Although the proportion of health insurance coverage increased from NFHS 4 to NFHS 5, 59.01% of the sample population still lacked coverage, indicating insufficient progress. Both surveys reveal significant disparities in coverage based on state-level, social, economic, and demographic factors. While the role of social and demographic determinants remains relatively modest, the distributional gradient of insurance prevalence across economic strata and state categories was high. India's pluralistic health insurance system has resulted in the population being covered under different coverage mechanisms. However, among these various types of coverage, the majority of sample households were only single, predominantly under SHI.
The study investigated disparities in health insurance coverage across various social, economic, and demographic segments in India, revealing that inequalities are influenced by a combination of state-level, socioeconomic, and demographic factors. These findings call for a unified and inclusive health financing framework that can address systemic fragmentation. Moving towards a 'One Nation, One Insurance' model offers a transformative pathway to ensure equitable, efficient, and universal health coverage for all Indians. Addressing these determinants presents potential policy tools for improving coverage imbalances, thereby offering opportunities for targeted interventions to mitigate disparities.

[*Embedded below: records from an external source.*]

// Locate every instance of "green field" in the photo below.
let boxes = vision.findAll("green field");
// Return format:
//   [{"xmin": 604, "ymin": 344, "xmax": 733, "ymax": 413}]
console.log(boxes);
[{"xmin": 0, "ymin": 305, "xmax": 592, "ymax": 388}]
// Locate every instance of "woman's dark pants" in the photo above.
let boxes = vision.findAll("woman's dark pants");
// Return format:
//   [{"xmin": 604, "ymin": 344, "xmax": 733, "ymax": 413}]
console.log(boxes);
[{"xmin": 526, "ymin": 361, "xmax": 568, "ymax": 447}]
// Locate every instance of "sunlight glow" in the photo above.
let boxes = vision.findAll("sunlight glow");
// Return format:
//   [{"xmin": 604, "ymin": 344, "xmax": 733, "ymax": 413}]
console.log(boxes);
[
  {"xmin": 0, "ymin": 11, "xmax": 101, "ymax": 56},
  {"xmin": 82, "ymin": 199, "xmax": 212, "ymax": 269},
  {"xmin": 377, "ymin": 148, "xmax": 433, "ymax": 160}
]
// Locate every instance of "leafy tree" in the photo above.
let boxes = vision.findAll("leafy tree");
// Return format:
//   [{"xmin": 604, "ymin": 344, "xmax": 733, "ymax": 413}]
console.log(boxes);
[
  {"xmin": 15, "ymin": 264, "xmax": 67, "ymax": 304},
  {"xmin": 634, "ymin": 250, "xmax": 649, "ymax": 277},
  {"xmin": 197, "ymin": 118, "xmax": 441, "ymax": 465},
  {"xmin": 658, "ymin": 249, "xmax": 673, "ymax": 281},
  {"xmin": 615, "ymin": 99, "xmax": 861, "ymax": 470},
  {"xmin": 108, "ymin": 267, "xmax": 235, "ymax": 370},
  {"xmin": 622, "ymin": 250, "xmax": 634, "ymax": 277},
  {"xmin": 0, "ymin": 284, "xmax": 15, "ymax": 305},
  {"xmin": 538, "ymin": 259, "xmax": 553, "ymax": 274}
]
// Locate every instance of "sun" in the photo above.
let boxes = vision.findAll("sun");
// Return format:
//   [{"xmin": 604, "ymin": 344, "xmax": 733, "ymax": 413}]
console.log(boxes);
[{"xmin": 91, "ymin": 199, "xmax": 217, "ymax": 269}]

在印度多元化的健康保险体系中,医疗保健财务保护机制方面持续存在的不平等仍是一项重大挑战,边缘化群体处于极为不利的地位。
我们的研究使用了全国家庭健康调查(NFHS)4和5的家庭数据,以调查健康保险覆盖普及率以及社会经济和人口阶层之间转变的不平等情况。它根据覆盖范围的数量和类型对健康保险覆盖情况进行分类,同时考虑诸如提供者、统筹机制和目标人群等因素。我们运用描述性统计和集中指数来评估健康保险覆盖的普及率。为了更深入地探究影响不同类型保险参保情况的因素,我们在性别 - 收入 - 婚姻 - 种姓的交叉点创建了24个相互排斥的群体。使用多项逻辑回归模型分析这些类别以及其他解释变量对保险参保情况的影响。
尽管从全国家庭健康调查4到全国家庭健康调查5,健康保险覆盖比例有所增加,但仍有59.01%的样本人口缺乏保险覆盖,这表明进展不足。两项调查均显示,基于州级、社会、经济和人口因素,保险覆盖存在显著差异。虽然社会和人口决定因素的作用相对较小,但保险普及率在经济阶层和州类别之间的分布梯度较高。印度多元化的健康保险体系导致人口被不同的覆盖机制所覆盖。然而,在这些不同类型的保险中,大多数样本家庭仅有一种保险,主要是参加了社会健康保险。
该研究调查了印度不同社会、经济和人口群体在健康保险覆盖方面的差异,表明不平等受到州级、社会经济和人口因素的综合影响。这些发现呼吁建立一个统一且包容的健康融资框架,以解决系统性碎片化问题。朝着“一个国家,一种保险”模式迈进提供了一条变革性途径,以确保所有印度人都能获得公平、高效和全民健康覆盖。解决这些决定因素为改善覆盖不平衡提供了潜在的政策工具,从而为有针对性的干预措施提供机会,以减少差距。